ABOUT ‘DECADE OF DOUBT’

 

This seven-part series offers no proof of guilt or innocence. It does document gaps in the police investigation that raise questions about the victim’s last conscious hours. It points out that the group convicted of John Hartman’s murder may have been prosecuted with forms of evidence identified later in national studies as contributing to some wrongful prosecutions elsewhere. And it shows how rulings from this state’s courts have undermined Alaska Native confidence in the justice system by keeping juries from weighing all that’s known about the crime.

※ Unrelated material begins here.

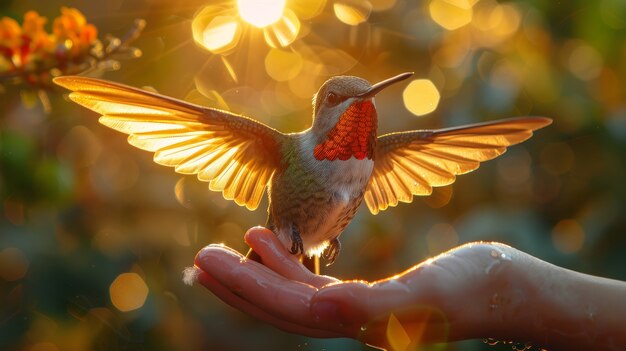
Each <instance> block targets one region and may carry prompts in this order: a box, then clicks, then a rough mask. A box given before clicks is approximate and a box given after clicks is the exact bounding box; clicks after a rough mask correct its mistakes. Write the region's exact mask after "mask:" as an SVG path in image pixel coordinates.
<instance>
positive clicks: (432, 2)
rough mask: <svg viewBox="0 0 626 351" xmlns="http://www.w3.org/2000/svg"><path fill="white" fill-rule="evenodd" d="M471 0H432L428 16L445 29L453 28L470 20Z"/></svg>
mask: <svg viewBox="0 0 626 351" xmlns="http://www.w3.org/2000/svg"><path fill="white" fill-rule="evenodd" d="M474 2H475V1H472V0H433V1H432V2H431V3H430V6H429V10H430V17H431V18H432V19H433V21H435V22H436V23H437V24H438V25H440V26H442V27H443V28H445V29H447V30H455V29H458V28H461V27H463V26H465V25H466V24H468V23H470V22H471V21H472V6H473V5H474Z"/></svg>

Among the series’ observations:

  • The police investigation remained focused on suspects flagged through a pair of confessions, subsequently retracted, despite lab tests that yielded no supporting evidence. 
  • Jurors remained unaware that state crime lab experts couldn’t match Frese’s boots with photos of Hartman’s bruises. Though it bore the lab’s logo, the suggestive exhibit presented at trial was a non-scientific photo overlay assembled by police and the district attorney. Recent studies have shown that evidence lacking forensic merit often figures in convictions that are later overturned. 
  • Detectives referred to fictitious evidence throughout the interrogations that yielded confessions from Vent and Frese. Employing such trickery on suspects who profess no memory of a crime, while standard practice in 1997, today draws specific cautions in the nation’s standard-setting criminal interrogation manual. The revisions reflect lessons learned from re-examining tactics used obtaining confessions later proven false in cases that sent innocent people to jail.  
  • The state’s case strongly relied upon identifications made by an eyewitness standing 550 feet from a robbery. The distance raises the possibility of witness misidentification, which has emerged as the leading common denominator among hundreds of errant murder and rape convictions. 
  • Police paid scant attention to the last person known to have been with Hartman. Chris Stone, a 14-year-old self-described methamphetamine addict, had been hospitalized following a similar assault only weeks prior. And jurors never heard about Stone’s attention-getting entrance into Carrs-Foodland about the time Hartman lay dying in the street. Also, no one involved in the Hartman case had access to Stone’s sworn statement, sealed in an unrelated juvenile proceeding, suggesting, under one interpretation, awareness of his friend’s plight.

All of this has contributed, in the eyes of many, to a decade of doubt.